The IoT sensors and devices are replacing manual reporting, and absence of reporting, in obvious places where visibility into operations can enhance performance. In the plant, IoT sensors directly attached to equipment and workstations can continuously monitor equipment cycles, timing, workpiece dimensions and other physical parameters, and more. But that's just the beginning. It is more feasible to track things outside of the plant.

Automated identification technology can record the exact contents of each box, case, pallet, container and truckload along with serial numbers; location within the truck or container; ambient conditions, such as temperature, humidity; and location through GPS. A truck halfway from New York to California could be rerouted to Dallas to accommodate a customer emergency and the exact goods delivered, with customer service having full knowledge of exactly what happened and how to coordinate resupply of the original intended recipient.

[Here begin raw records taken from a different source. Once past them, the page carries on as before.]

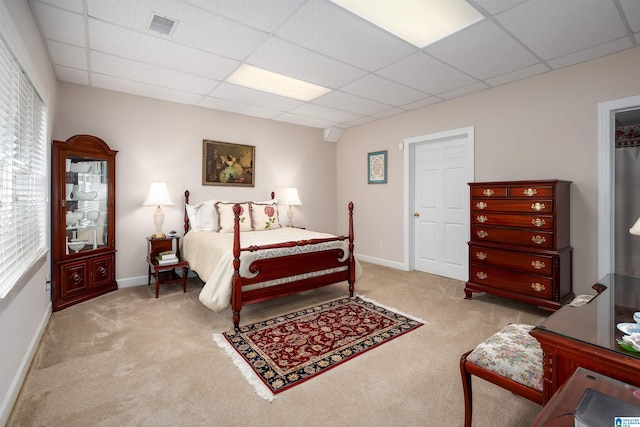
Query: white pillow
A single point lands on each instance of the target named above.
(225, 216)
(203, 216)
(264, 216)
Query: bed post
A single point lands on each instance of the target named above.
(186, 217)
(352, 260)
(236, 283)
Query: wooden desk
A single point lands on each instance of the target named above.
(559, 411)
(585, 336)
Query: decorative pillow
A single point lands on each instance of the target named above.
(203, 216)
(225, 216)
(264, 216)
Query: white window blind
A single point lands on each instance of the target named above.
(23, 172)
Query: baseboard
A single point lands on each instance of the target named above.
(382, 262)
(12, 394)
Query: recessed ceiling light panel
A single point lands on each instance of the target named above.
(278, 84)
(419, 22)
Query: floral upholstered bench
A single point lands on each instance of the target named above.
(511, 359)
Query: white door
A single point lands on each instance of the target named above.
(441, 206)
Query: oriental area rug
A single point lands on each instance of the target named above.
(277, 354)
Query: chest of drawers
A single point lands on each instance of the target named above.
(519, 247)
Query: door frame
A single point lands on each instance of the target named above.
(409, 182)
(606, 180)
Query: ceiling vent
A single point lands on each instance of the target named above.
(162, 24)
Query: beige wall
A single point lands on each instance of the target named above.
(543, 127)
(162, 141)
(25, 311)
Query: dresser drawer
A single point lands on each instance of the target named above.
(531, 191)
(534, 239)
(489, 191)
(544, 222)
(529, 262)
(513, 205)
(529, 284)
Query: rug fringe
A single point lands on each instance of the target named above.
(257, 384)
(373, 301)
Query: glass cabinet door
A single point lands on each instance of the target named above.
(86, 203)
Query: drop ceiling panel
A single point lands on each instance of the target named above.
(320, 112)
(103, 63)
(194, 27)
(483, 51)
(328, 29)
(264, 15)
(573, 25)
(382, 90)
(72, 75)
(283, 57)
(240, 108)
(157, 51)
(427, 74)
(348, 102)
(631, 9)
(127, 86)
(60, 25)
(68, 55)
(251, 96)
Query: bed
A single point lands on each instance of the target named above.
(245, 256)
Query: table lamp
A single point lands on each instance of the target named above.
(158, 196)
(290, 197)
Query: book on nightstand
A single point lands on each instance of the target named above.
(597, 409)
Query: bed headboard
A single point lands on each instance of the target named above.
(187, 226)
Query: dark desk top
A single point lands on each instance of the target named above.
(618, 297)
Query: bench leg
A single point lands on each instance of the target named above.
(466, 388)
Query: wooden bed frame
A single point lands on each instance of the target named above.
(285, 266)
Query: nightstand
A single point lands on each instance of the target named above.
(165, 273)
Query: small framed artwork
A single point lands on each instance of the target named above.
(377, 167)
(224, 163)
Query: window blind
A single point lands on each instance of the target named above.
(23, 171)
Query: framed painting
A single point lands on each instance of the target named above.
(377, 167)
(224, 163)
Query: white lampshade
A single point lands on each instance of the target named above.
(635, 230)
(158, 196)
(290, 197)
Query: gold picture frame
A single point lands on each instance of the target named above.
(225, 163)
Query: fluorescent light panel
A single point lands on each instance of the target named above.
(278, 84)
(420, 22)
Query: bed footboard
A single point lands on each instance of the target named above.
(289, 266)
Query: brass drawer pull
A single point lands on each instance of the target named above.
(538, 240)
(538, 265)
(538, 287)
(538, 222)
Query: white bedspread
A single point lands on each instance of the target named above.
(210, 254)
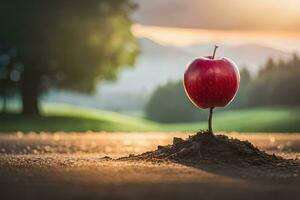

Let's say that a company has repeatedly experienced shipping damage on a delicate piece of equipment despite what they thought was good packaging and loading into the truck. It can equip the next shipment with accelerometers inside and outside the package, video cameras, pressure sensors and more, combined with GPS and precision timepieces to monitor the entire journey in great detail to identify when and how the damage occurs.

Or imagine a machine that is experiencing problems -- a molding machine that is producing damaged parts. Maybe the best way, or only way, to find out what is really going on is to observe the internal workings of the molded-part removal process mechanism. An inexpensive "lipstick camera" -- the size and shape of a tube of lipstick, or smaller -- might be mounted inside the machine and the resulting video can be studied in slow motion or one frame at a time to identify the cause of the damage.

Bringing it all together

The above examples may not relate to analytics in the traditional sense, but serve to illustrate the extent to which new sensor and device technologies extend visibility to places where it was not possible or affordable before. You'll have to use your imagination to envision how detailed, real-time, and location or time-logged data can provide a new and unique window into processes, activities, goods and facilities, and how that might open the possibilities for better management, earlier and more informed preventive action, and opportunities to improve performance.

The masses of new data, and the variety of new data types, including video, click-streams and unstructured text, strain the capabilities of yesterday's data-management and analysis capabilities. Thus, the new breed of analytics is evolving to not only "manage" big data, but also to bring about new ways to combine traditional data with big data to generate useful business information.

To make it usable, modern analytics must be "consumerized," so that everyday users can build their own dashboards and analyses without the help of programmers or data scientists. Data visualization -- turning millions or billions of data points into something that a mere human can interpret and gain intelligence from -- is a core task for big data analytics.